Blue Bowtie is right though.. that pink/black goes to dash/inst/gauges..
and i did dig up my diagram from my el camino (pre-obd1), but still, Generalized Motors used same color/resistance of wire:

https://drive.google.com/file/d/1eaL...ew?usp=sharing

(hope i did that right) first time converting pdf into google doc/drive..
it shows the .8 resistance pnk/blk wire travelling from 20amp block to most of dash
number in square is wiring harness block#.(39)


and i do not know on your RV, but my 77 G20 had a bolt dead center in fuse block (3/8"?. maybe 7mm?), and when taken out, my fuse assembly swung out and down and away from firewall on plastic hinges that allowed me to better 'play' with it; instead of upside down, back contorted, eyes crossed, etc..
hope this helps..

Thanks for all of your time and effort, 'ctesla,' I really do appreciate it.

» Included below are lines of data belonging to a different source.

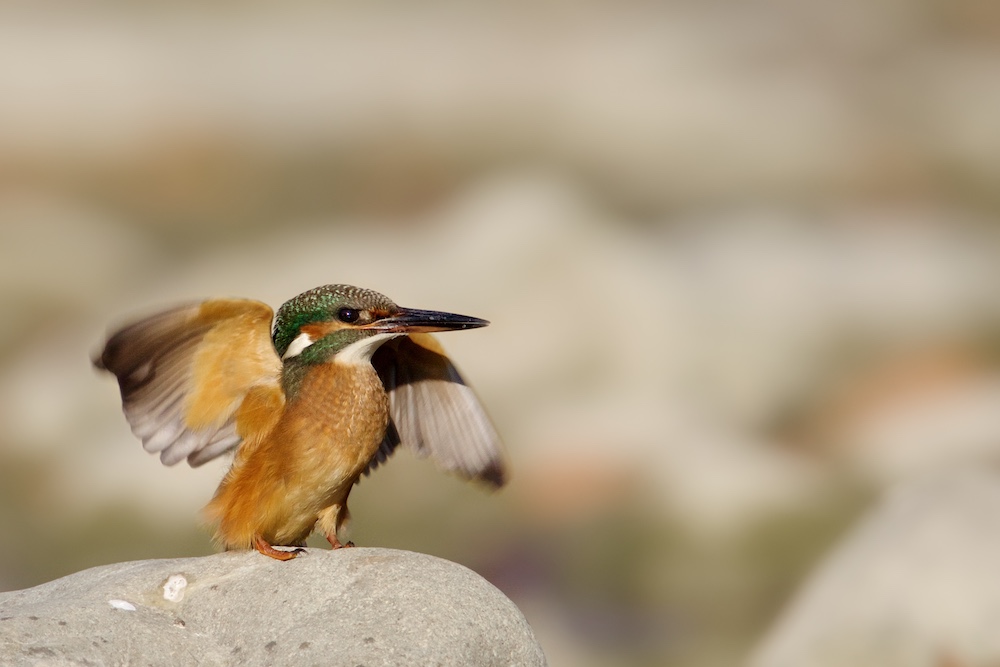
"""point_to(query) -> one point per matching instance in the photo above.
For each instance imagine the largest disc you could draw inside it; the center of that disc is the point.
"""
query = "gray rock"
(915, 584)
(348, 607)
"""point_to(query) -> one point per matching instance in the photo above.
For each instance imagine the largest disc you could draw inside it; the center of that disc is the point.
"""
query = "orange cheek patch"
(318, 330)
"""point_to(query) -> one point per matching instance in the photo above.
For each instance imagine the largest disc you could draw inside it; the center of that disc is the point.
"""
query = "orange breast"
(312, 457)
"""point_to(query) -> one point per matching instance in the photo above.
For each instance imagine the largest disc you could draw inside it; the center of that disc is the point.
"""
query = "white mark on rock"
(122, 604)
(173, 590)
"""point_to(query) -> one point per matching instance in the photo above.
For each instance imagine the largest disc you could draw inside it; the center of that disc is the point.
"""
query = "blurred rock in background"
(740, 258)
(912, 585)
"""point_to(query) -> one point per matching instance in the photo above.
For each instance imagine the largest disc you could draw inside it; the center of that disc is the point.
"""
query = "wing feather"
(185, 372)
(434, 412)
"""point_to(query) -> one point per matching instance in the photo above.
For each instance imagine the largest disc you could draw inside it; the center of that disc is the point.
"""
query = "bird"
(342, 379)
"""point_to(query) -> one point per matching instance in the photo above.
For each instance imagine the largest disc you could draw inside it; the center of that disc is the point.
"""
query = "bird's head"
(346, 323)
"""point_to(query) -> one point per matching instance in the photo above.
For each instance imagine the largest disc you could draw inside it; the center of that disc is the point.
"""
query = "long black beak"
(411, 320)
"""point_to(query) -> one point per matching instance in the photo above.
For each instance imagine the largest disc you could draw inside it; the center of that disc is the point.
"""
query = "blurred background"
(741, 260)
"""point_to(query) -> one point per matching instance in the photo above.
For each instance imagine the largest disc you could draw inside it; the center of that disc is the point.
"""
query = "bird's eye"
(348, 315)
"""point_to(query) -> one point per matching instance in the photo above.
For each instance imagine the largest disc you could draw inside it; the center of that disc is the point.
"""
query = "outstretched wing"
(434, 412)
(198, 379)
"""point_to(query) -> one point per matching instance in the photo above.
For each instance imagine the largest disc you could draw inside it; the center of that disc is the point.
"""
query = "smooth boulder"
(348, 607)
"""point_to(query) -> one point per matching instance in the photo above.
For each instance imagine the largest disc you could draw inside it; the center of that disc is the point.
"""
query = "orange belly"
(309, 461)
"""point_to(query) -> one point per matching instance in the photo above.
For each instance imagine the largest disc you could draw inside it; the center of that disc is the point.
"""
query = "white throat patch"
(360, 352)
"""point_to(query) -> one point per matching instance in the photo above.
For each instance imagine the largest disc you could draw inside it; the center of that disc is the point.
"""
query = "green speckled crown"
(319, 304)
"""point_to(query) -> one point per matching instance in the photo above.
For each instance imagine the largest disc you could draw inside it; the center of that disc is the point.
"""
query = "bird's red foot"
(335, 543)
(263, 547)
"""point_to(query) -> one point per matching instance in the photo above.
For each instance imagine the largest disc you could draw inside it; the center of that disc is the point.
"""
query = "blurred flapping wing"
(198, 379)
(434, 412)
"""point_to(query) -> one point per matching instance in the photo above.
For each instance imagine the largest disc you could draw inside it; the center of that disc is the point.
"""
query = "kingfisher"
(308, 406)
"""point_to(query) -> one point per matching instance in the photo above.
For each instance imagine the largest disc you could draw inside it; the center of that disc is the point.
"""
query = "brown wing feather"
(193, 378)
(434, 412)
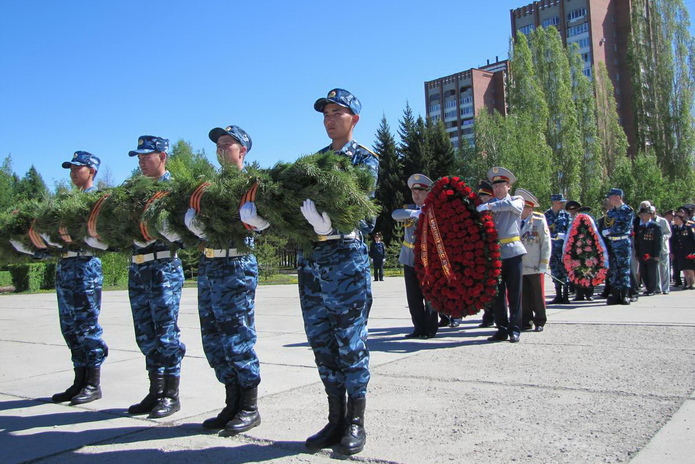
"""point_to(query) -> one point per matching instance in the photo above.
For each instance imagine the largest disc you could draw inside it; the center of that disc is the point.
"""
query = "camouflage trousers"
(619, 264)
(335, 293)
(226, 302)
(154, 289)
(78, 288)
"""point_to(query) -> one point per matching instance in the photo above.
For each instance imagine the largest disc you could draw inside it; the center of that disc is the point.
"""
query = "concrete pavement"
(600, 384)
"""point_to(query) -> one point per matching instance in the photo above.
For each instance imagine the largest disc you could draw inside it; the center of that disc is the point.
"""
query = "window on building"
(526, 30)
(551, 21)
(576, 14)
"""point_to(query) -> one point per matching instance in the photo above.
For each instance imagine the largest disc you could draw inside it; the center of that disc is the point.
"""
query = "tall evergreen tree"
(591, 175)
(662, 59)
(31, 186)
(610, 134)
(562, 133)
(389, 190)
(441, 159)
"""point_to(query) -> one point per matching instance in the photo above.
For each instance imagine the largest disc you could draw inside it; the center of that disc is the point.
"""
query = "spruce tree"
(389, 190)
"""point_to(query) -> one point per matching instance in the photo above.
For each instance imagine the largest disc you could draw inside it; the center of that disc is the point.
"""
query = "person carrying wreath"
(422, 314)
(335, 291)
(648, 249)
(506, 211)
(536, 239)
(227, 281)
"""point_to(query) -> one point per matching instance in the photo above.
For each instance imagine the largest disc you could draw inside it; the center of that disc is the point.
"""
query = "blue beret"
(83, 158)
(614, 191)
(237, 132)
(150, 144)
(339, 97)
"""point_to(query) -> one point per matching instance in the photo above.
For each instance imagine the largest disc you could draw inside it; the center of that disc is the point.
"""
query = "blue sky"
(93, 75)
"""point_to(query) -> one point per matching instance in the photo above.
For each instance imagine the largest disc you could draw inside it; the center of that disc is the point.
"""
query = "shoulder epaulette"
(370, 151)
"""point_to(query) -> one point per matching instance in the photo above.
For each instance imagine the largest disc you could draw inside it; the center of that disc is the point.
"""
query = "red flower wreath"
(457, 257)
(584, 253)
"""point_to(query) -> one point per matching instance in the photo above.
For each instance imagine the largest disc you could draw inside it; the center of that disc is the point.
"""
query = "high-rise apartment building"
(600, 28)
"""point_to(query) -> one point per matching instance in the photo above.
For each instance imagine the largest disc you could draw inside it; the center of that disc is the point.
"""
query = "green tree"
(389, 190)
(7, 184)
(592, 176)
(31, 186)
(661, 55)
(562, 132)
(610, 134)
(441, 160)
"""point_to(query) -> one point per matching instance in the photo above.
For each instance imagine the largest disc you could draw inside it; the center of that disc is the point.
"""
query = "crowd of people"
(335, 281)
(630, 252)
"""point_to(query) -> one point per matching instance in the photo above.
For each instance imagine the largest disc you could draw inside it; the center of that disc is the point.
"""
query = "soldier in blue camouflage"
(618, 230)
(155, 281)
(335, 292)
(79, 279)
(558, 222)
(227, 280)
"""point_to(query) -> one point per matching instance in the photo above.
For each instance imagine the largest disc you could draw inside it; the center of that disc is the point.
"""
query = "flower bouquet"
(457, 256)
(584, 254)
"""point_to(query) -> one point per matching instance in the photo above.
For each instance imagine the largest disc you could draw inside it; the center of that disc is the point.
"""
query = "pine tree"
(389, 191)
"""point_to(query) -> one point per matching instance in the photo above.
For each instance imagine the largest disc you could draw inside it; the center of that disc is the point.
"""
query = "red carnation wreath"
(584, 253)
(457, 256)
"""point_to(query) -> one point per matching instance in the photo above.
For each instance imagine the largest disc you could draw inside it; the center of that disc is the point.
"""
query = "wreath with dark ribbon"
(457, 256)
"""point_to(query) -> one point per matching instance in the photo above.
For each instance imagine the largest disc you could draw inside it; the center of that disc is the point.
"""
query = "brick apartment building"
(600, 28)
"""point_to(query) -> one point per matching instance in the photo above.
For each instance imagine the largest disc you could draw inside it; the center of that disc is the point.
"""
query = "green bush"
(5, 279)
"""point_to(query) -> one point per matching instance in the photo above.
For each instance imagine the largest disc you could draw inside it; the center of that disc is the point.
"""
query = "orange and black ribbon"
(250, 195)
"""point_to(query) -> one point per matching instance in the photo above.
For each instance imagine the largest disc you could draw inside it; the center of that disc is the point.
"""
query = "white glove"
(19, 246)
(140, 244)
(168, 234)
(321, 222)
(47, 239)
(192, 224)
(95, 243)
(249, 215)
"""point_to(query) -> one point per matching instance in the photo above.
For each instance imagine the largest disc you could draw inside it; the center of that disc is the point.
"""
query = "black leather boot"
(354, 436)
(229, 411)
(247, 417)
(332, 433)
(558, 295)
(168, 403)
(150, 401)
(74, 389)
(91, 390)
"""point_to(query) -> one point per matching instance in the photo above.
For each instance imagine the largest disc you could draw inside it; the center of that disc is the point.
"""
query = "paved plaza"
(602, 384)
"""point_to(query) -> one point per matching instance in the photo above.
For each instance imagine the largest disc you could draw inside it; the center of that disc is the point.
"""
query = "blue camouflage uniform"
(79, 280)
(226, 306)
(336, 295)
(558, 224)
(618, 223)
(155, 281)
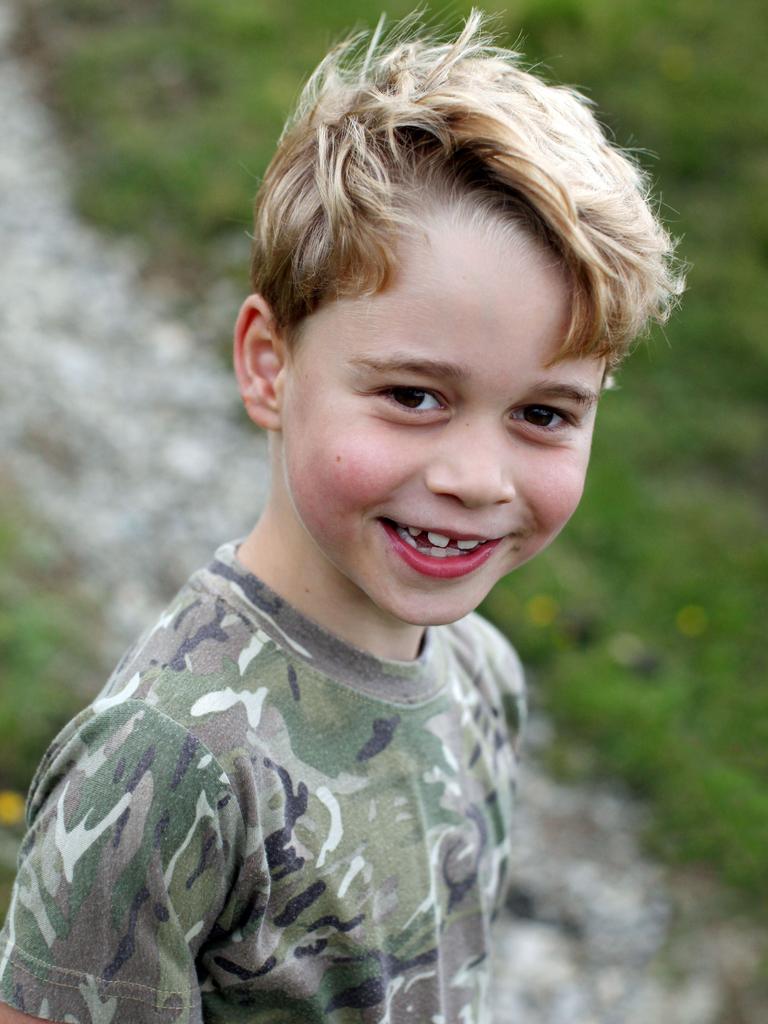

These online forums and the helpful people on them, like you and 'Blue Bow Tie,' are gold mines for people like me, who don't really know what they're doing. I'm just guesstimating, but after looking online and taking an average of $112/hr. for a mechanic's fee, and figuring about a guess of 1 1/2 hr.s to find the original problem (shorted diodes in alternator), then an hour, each for taking the old alternator off and putting on the new one, you guys have saved me about $400. I definitely owe you guys a beer!

I will go out there and see if there's a bolt that will allow me to actually see that fuse block more easily; if so, that would be a real help.